Is the Appointment of Hunter Biden Special Counsel Another Coverup?
by Roger L. Simon
Now that Attorney General Merrick Garland has finally appointed a special counsel in the Hunter Biden case, a decision that should have been made years ago, it’s time to ask all 2024 presidential candidates what is arguably the most important question of our time.
It’s a question I neglected to ask Vivek Ramaswamy and Robert F. Kennedy Jr. when I interviewed them recently, and wish I had.
Who would you appoint as Attorney General and on what would you base your decision?
Asking candidates for this information is the least we can do.
Moreover, the question is not unprecedented because, as many will recall, candidate Donald Trump provided a list of potential Supreme Court appointments to which he adhered.
We need a sense of what degree of importance the candidates would give to returning a semblance of even-handed justice to our republic and how they would go about it.
A list of names might be helpful. Attorneys Jonathan Turley, Alan Dershowitz, and Andrew McCarthy come immediately to mind, but even they, worthy as they are, may be too much in the public eye, too seemingly biased (they’re probably not), to achieve the necessary image of absolute probity.
What may be needed is someone relatively unknown but of impeccable background and reputation, if there is such a person, to come in to do a job that doubtless will involve upending institutions that have been corrupted beyond imagination and return the mask of impartiality to Lady Justice.
It would almost be like an old John Ford Western.
Meanwhile, what’s really behind the sudden naming of Delaware’s Andrew Weiss as special counsel to investigate matters involving Hunter Biden? This is a job Mr.
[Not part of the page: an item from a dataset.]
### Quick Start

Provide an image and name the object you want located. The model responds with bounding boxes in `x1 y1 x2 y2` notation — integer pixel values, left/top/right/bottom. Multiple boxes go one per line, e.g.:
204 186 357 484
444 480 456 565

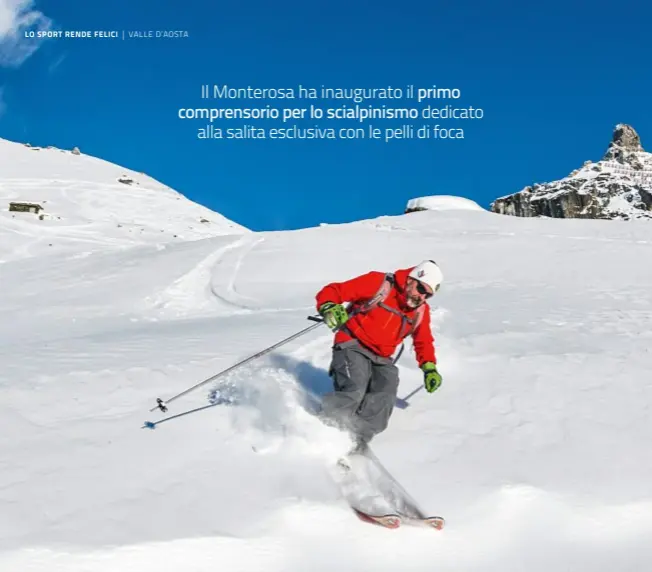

Weiss may or may not have wanted—it’s not entirely clear—some time ago.
Why now? Is there something even more damaging around the corner?
Or is this just another dumb show, a coverup 3.0 or 4.0? (You lose count.)
Hunter Biden has been called “Fifth Business” by Canadian novelist Robertson Davies—neither hero nor villain, a distraction from the real story.
Is he being “thrown under the bus,” as the saying goes, to save his father from impeachment or worse?
What is the legal “Bill of Fare” handed to Weiss? What is his brief?
As of now, we don’t know. Will we ever?